Wer glaubt, mit "Focus" sei ein vergleichsweise konservatives Gegenstück zum "Spiegel" entstanden, wird von Roß eines besseren belehrt: Die Kräfte des Bewahrens und der Tradition hätten von diesem Magazin wenig Unterstützung zu erwarten. Das Blatt schwimme voll im Mainstream des Vulgärliberalismus. Beispielsweise porträtiere es christdemokratische Sozialpolitiker wie Norbert Blüm und Heiner Geißler als Fortschrittsbremser, berichte aber wohlwollend über einen Arzt, der in München eine florierende Abtreibungsklinik betreibt. Gerade für die Christdemokraten sei ein so daherkommender Vulgärliberalismus bedrohlich, weil er die "Synthese von Wettbewerb und Solidarität" aufsprenge, der die Unionsparteien bis heute ihren Erfolg verdanken. CDU und CSU dürften sich keinesfalls auf den Abweg zu einer "Mega-FDP" begeben.
Man vermeint zu erkennen, wo im Zweifelsfall die parteipolitischen Präferenzen des Autors liegen. Dennoch ist es kein parteipolitisches Buch und schon gar nicht eines jener grobschlächtigen Pamphlete, wie sie üblicherweise in Wahlkampfzeiten auftauchen. Die Betrachtungen von Jan Roß bewegen sich vielmehr auf der Ebene eines glänzend geschriebenen Feuilletons, wie überhaupt in letzter Zeit die eigentlichen politischen Grundsatzdebatten mehr im Feuilleton als im politischen Teil stattzufinden scheinen. Wie sein früherer Kollege Konrad Adam von der "Frankfurter Allgemeinen" vertritt Jan Roß - der inzwischen mit anderen FAZ-Schreibern zur "Berliner Zeitung" wechselte - eine wertkonservative Kulturkritik, die in keine der gewohnten Schubladen zu passen scheint. Diese wertkonservativen Jungtürken können sich zum Beispiel mühelos eine schwarz-grüne Koalition vorstellen. Sie sprechen die Wertbewußten aller politischen Lager an, die an unserer Gesellschaft einen Niedergang geistig-moralischer Infrastruktur beklagen. Ein bißchen fühlt man sich dabei an das letzte Fin de siècle erinnert, als auch allenthalben über "Dekadenz" und "Entartung" gejammert wurde, zumal Roß im gegenwärtigen Deutschland "eine Art Neowilhelminismus" zu beobachten vermeint. Die ausschließliche Fixierung auf materielle Werte oder die Vermüllung der Gehirne durch die Massenmedien werden jedenfalls von rechter wie von linker Seite kritisiert.

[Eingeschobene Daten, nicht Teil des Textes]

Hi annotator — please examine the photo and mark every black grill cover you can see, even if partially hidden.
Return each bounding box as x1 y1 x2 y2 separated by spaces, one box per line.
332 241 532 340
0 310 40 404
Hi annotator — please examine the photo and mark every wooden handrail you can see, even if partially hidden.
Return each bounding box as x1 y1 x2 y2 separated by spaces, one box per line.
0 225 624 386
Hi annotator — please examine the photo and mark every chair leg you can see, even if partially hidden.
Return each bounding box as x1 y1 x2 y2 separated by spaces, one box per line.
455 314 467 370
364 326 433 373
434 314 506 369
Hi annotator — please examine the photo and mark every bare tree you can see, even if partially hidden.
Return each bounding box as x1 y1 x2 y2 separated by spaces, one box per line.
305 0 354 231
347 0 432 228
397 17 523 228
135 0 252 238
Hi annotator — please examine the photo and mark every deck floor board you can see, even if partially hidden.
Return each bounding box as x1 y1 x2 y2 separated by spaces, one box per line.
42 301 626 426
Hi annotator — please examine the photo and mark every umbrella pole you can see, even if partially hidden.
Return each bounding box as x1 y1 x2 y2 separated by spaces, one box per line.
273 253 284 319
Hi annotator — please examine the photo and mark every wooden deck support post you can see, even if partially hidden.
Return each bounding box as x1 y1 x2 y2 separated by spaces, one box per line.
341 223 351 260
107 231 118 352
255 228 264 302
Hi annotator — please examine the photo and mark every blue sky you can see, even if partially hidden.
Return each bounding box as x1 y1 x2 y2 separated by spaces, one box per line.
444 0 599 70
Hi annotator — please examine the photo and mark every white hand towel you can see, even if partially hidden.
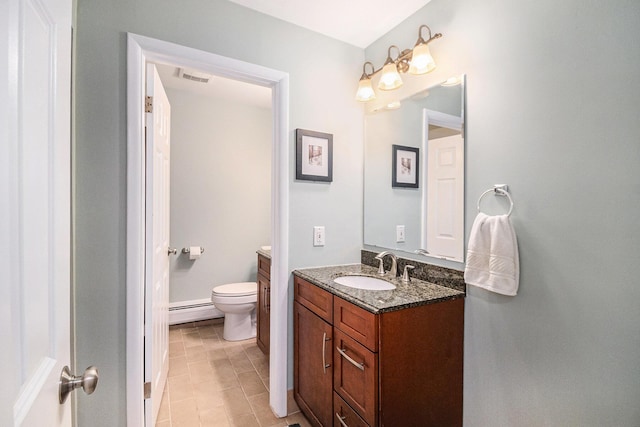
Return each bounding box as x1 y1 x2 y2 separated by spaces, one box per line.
464 212 520 296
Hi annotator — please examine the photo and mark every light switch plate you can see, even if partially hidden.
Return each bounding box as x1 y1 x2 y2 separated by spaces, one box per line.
313 225 324 246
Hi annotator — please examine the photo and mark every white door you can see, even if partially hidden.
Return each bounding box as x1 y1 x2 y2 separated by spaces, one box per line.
427 135 464 262
0 0 72 426
144 64 171 427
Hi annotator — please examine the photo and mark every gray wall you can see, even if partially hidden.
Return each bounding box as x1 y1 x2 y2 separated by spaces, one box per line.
74 0 364 426
167 87 272 303
366 0 640 426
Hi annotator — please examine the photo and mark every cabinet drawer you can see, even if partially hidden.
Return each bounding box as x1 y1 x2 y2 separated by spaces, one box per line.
294 276 333 323
333 327 378 426
333 392 369 427
333 297 378 352
258 254 271 279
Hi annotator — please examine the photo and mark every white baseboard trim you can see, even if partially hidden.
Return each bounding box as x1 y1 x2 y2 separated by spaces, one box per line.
169 298 224 325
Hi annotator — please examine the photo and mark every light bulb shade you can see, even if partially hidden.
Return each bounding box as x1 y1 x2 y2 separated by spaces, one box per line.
409 43 436 74
356 78 376 102
378 62 402 90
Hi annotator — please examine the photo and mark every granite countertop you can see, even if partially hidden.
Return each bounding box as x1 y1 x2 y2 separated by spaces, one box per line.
293 264 465 314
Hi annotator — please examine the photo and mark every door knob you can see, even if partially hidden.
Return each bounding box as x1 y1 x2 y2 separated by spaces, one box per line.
58 366 98 404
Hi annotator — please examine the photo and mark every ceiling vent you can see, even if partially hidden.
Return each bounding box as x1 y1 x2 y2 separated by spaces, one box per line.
178 68 212 83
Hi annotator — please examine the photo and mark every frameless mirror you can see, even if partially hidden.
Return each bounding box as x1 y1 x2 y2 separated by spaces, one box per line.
364 75 465 262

Hier bildet sich ein gemeinsamer Nenner, der in den nächsten Jahren noch wesentlich größere Bedeutung erlangen dürfte. "Wer wissen will, was konservativ ist, der guckt doch schon längst nicht mehr auf die CDU; der schlägt nach bei Konrad Adam", hat Joschka Fischer süffisant bemerkt. Ähnliches könnte er über den Verfasser des vorliegenden Buches sagen.

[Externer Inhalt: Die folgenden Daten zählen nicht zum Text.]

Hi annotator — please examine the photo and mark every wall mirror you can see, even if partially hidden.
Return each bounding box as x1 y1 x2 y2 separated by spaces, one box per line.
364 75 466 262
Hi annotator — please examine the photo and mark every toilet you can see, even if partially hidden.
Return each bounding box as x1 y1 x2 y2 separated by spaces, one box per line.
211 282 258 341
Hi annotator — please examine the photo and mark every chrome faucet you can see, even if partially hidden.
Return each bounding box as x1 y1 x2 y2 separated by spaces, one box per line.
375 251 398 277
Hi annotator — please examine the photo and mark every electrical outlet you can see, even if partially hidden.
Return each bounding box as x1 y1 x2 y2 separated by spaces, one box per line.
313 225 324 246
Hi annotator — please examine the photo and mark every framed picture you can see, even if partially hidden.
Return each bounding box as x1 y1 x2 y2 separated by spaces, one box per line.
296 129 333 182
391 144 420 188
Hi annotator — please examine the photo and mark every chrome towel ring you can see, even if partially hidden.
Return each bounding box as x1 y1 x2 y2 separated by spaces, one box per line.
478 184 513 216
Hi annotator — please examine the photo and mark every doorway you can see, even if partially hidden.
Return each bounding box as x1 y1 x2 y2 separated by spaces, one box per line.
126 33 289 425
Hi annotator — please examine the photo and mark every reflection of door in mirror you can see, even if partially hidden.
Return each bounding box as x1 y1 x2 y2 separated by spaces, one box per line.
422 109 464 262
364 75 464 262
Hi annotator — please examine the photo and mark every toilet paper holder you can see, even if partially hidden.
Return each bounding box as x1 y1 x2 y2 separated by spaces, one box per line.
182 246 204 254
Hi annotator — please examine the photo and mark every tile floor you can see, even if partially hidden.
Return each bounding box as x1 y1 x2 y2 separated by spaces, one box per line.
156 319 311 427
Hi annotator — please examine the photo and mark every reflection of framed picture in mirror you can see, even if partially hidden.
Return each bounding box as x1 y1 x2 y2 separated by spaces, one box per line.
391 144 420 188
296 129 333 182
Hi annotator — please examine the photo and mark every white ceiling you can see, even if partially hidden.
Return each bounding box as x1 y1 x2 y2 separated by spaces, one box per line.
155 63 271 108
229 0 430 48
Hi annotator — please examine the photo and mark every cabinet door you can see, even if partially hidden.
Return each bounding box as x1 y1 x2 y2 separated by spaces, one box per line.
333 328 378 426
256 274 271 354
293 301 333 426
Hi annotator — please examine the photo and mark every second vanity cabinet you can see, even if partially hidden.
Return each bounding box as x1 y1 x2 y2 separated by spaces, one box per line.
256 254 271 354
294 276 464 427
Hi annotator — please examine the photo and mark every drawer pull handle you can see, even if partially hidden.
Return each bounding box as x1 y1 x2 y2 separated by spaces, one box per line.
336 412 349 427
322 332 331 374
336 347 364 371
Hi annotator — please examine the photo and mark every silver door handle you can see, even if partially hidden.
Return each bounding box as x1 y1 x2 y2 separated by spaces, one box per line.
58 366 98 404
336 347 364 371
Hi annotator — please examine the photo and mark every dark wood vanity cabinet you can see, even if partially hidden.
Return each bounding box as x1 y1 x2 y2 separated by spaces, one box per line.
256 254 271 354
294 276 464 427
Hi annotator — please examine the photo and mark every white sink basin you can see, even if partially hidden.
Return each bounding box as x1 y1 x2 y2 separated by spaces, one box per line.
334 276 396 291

Die "Frankfurter Allgemeine" hat das Buch ihres ehemaligen Redaktionsmitglieds durch Guido Westerwelle rezensieren lassen. Der "Vulgärliberale" gab sich alle Mühe, dem Niveau der Auseinandersetzung gerecht zu werden, indem er bei Jan Roß die Sehnsucht entdeckte, "das Staatsverständnis Hegels mit der deutschen Romantik zu verbinden". Dazu passe, daß er schwarz-grün als faszinierenden Gedanken empfinde.